Ma mère, voyant que j'avais des problèmes pour lire, a très vite, toutes les semaines, cherché à la bibliothèque quatre ou cinq bandes dessinées et j'ai découvert le monde à travers des bandes dessinées et j'avais l'impression enfin de pouvoir agripper ce monde-là. J'arrivais à comprendre quelque chose.

Cela signifie que le dessin vous a permis d'aller mieux, d'affronter la vie, de trouver l'endroit où vous vous sentez le mieux ?

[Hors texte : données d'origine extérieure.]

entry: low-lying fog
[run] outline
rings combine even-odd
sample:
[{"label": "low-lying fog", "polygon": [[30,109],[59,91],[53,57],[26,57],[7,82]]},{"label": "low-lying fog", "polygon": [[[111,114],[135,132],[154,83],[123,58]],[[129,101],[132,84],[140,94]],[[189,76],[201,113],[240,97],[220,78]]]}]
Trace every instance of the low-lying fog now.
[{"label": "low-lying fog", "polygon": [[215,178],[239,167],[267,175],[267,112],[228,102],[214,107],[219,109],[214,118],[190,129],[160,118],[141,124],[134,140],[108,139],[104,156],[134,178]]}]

Ça m'a permis d'avoir un truc dans la vie pour lequel j'étais parfaitement adapté. Et pour un enfant dont le cerveau est complètement retourné, c'était une manière de trouver un endroit où toutes les émotions qui me débordaient, j'arrivais à les rendre. Alors pas bien puisque j'étais petit et que je n'avais pas encore le vocabulaire, mais je voyais que je pouvais au moins essayer.

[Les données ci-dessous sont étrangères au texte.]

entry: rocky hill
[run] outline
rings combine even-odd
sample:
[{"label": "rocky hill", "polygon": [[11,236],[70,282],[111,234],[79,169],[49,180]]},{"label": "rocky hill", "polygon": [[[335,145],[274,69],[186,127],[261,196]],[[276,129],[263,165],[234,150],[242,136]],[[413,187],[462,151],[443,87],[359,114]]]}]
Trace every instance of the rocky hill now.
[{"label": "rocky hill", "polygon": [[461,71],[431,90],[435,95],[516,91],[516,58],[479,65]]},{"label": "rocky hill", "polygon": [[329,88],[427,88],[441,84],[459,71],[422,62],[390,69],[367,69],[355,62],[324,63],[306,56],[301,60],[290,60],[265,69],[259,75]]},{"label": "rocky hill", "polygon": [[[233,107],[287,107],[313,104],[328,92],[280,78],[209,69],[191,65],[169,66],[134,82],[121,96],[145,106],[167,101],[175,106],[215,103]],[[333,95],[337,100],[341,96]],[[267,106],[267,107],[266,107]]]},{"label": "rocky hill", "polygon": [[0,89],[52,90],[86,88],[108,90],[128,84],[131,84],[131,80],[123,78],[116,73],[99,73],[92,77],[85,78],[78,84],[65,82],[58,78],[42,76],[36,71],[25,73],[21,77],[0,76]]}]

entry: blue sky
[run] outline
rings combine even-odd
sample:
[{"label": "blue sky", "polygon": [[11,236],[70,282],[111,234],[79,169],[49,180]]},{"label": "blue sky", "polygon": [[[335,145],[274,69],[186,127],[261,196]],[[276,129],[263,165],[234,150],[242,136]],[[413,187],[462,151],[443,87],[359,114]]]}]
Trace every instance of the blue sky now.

On parle justement des souvenirs à l'intérieur de cet ouvrage. Le père dit à son fils : "On oublie ce dont on pourrait se souvenir et on se souvient de ce qu'il faudrait oublier".

Quand une phrase arrive au bout de cinq pages de silence, évidemment, elle a une ampleur bien plus grande.

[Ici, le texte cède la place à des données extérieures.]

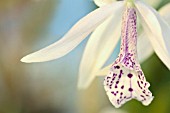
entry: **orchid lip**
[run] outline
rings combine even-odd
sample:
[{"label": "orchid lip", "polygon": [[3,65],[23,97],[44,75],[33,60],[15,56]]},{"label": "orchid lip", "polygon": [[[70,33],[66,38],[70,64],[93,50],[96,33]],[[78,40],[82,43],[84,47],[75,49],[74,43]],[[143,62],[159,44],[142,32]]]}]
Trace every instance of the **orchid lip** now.
[{"label": "orchid lip", "polygon": [[149,105],[153,100],[148,89],[150,84],[137,60],[136,21],[135,8],[127,7],[122,18],[120,53],[104,80],[106,93],[116,108],[131,99],[137,99],[143,105]]}]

"C’est avec ‘La Route’ que j'ai pigé que le silence rendait le peu de dialogue bien plus important que ce que ça n'aurait pu être si j'avais tartiné des textes à n'en plus finir."

Manu Larcenet

à franceinfo

Le silence est dessiné, c'est incroyable.

C'est ma grande fierté. Mais ça ne vient pas de moi, cela vient de Jiro Taniguchi, un mangaka. Il avait fait un livre qui s'appelle L'homme qui marche. C'est un type qui promène son chien, c'est tout. Et il avait fait une case que j'avais vue quand j'avais une douzaine d'années. C'est une grande case en longueur. Elle est blanche et pourtant, on voit le vent, on entend le vent. Et je me suis dit si on peut faire ça, cela veut dire qu'on peut faire le silence, qu'on peut même faire des choses très pointues dans les regards. Et je me suis rendu compte que ces détails-là sont extrêmement importants. Quand je fais un gros plan sur une douche, par exemple, on comprend qu'il y a une douche finalement et on comprend ce que ça peut éveiller chez eux. Le gros travail, ça a été ça. Et je suis heureux que vous mettiez le silence en exergue parce que c'est difficile de le dessiner.

En fait, vous êtes très malin parce qu’à travers les œuvres des autres, vous vous racontez.

Oui, bien sûr. Mais pourquoi ai-je adapté La route et Le rapport de Brodeck ? C'est que j'avais fait une série qui s'appelait Blast que je jugeais mon chef-d’œuvre parce que je l'ai écrite. Mais après, je n’ai pas cessé de faire de la bande dessinée et je n'ai pas vraiment vécu. J'avais fini par trouver un vocabulaire graphique et je me disais : c'est quand même bête, je n'ai plus rien à raconter, je ne vis plus, je ne vis que dans le romanesque. Et je me suis dit : quand tu trouves un beau roman, essaie de voir si l'auteur veut bien que tu le fasses en bande dessinée. Et c'est ce qui s'est passé pour Brodeck et pour La route. J'ai appris énormément et j'ai passé beaucoup de temps à y réfléchir, ce qui était très plaisant.